The most effective measure to reduce schedule risks is to set and execute on short-term targets, and be disciplined in what we fix and how we fix. Not only do short-term targets boost productivity and morale, they also provide intermediate measurable checkpoints.
Lesson 3: Drive Proactively
My personal favourite practice for successfully executing an endgame is rather simple but so often forgotten: drive your team every day, and do it in an anticipatory way. The endgame, although partially dictated by the defects that are found, does not have to be a reactive game.
Drive the fixing of defects
By being attentive on incoming defects, by prioritizing and investigating with quick turnaround, and by distributing defects to the right persons, a team reaches substantially higher yields than in an "un-driven" environment. Removing obstacles and resolving dependencies early is another aspect of driving effectively. For team-level driving, I have found it very effective to communicate metrics daily to the team, including interpretation of results and reiteration of focus and priorities. On the metrics side, it is important to include both the hard defect counts and the qualitative feedback from your testers. Especially with testers who have ownership of specialized areas, qualitative metrics provide extremely valuable additional indicators.

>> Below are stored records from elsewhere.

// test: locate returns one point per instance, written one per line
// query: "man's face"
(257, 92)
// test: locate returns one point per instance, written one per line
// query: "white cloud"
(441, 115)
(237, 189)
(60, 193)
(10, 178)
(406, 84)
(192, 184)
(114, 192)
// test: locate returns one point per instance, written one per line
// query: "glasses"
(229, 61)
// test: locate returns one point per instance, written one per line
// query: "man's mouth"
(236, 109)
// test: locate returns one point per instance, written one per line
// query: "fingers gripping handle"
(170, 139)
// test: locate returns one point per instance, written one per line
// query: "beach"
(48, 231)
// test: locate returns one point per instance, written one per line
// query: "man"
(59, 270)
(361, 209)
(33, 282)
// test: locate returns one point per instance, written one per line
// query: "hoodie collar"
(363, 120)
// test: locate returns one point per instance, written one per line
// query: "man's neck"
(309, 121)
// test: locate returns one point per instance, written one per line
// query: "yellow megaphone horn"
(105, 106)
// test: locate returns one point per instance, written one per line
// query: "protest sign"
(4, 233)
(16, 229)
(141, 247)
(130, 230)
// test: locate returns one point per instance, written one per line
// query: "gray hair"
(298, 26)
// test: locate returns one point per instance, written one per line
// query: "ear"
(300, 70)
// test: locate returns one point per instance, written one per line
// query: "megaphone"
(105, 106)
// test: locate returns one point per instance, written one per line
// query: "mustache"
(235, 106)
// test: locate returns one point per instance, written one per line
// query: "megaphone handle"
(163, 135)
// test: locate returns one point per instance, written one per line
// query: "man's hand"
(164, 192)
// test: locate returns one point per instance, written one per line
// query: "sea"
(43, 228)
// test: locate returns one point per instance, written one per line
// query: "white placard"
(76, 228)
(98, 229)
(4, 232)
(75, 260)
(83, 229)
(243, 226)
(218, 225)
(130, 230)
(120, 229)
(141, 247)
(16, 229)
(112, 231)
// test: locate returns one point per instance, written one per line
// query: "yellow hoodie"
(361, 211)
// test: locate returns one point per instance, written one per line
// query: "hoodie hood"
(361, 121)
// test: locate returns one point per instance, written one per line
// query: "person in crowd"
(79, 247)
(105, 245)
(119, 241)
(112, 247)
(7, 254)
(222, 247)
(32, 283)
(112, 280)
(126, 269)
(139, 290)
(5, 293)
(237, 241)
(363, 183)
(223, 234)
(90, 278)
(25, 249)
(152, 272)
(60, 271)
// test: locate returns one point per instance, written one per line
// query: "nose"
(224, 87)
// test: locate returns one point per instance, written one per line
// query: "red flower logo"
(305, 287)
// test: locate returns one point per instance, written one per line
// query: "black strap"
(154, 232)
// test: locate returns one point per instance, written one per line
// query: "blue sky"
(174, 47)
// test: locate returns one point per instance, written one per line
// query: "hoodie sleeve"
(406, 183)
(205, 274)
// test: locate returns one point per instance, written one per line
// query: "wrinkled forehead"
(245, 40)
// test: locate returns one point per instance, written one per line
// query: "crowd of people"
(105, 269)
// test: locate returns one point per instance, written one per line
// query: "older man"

Drive the finding of defects
Testing efforts are also much more effective when driven actively. By carefully observing the type and area of defects, useful information can be derived about weak product areas, risks that were not known, or test types that have not been executed sufficiently well.
A key practice for enabling the effective execution of regression testing new fixes is the use of so-called Test Release Documents (TRDs). A TRD is a short note written by a developer with a clear description of the content of the fix, the scenarios that are affected, and other areas that need to be retested.
Lesson 4: Ship With Discipline
It is worth to enumerate a few specific practices for the release candidate (RC) sub-phase. Even though the bits are frozen at this point in time, quality can be seriously compromised and schedule time can be lost.
The most important advice for cutting the RC-1 is to only call a build an RC when it is truly an RC. When arrived at this point, the team is anxious to ship the release and an RC-1 is often cut too early. If this is indeed the case, the result is usually a series of additional release candidates with a substantial loss of time because of the iterations. An easy solution is to go into RC mode only if predefined criteria are met with respect to testing coverage, defect metrics, and MTTF data. The second practice is to use the Quiet Period properly prior to cutting the RC, in order to confirm the readiness of the current build.
Finally, do verify everything that changes and everything that has human involvement. It is very easy to assume that once the RC is cut, the team is ready. There is still potential for failure, even if the only remaining change is the change of a software label or the manufacturing of CDs.
Lesson 5: Address The Human Side
Endgames can be extremely demanding on a team, especially if the time span is long and the ship date is aggressive. I therefore consider it a worthwhile practice to insert team morale boosters on a regular basis. It's a totally human practice, with amazing returns.
Inserting fun events could even be combined with useful software development practices. A concrete example is to organize regular bug bashes, in which teams try to find as many defects as possible in an informal competition. Or to give away bug bounties for every xth defect detected. The short-term targets are also an excellent way to create the important feeling of accomplishment on a regular basis even if the ship date is still far ahead.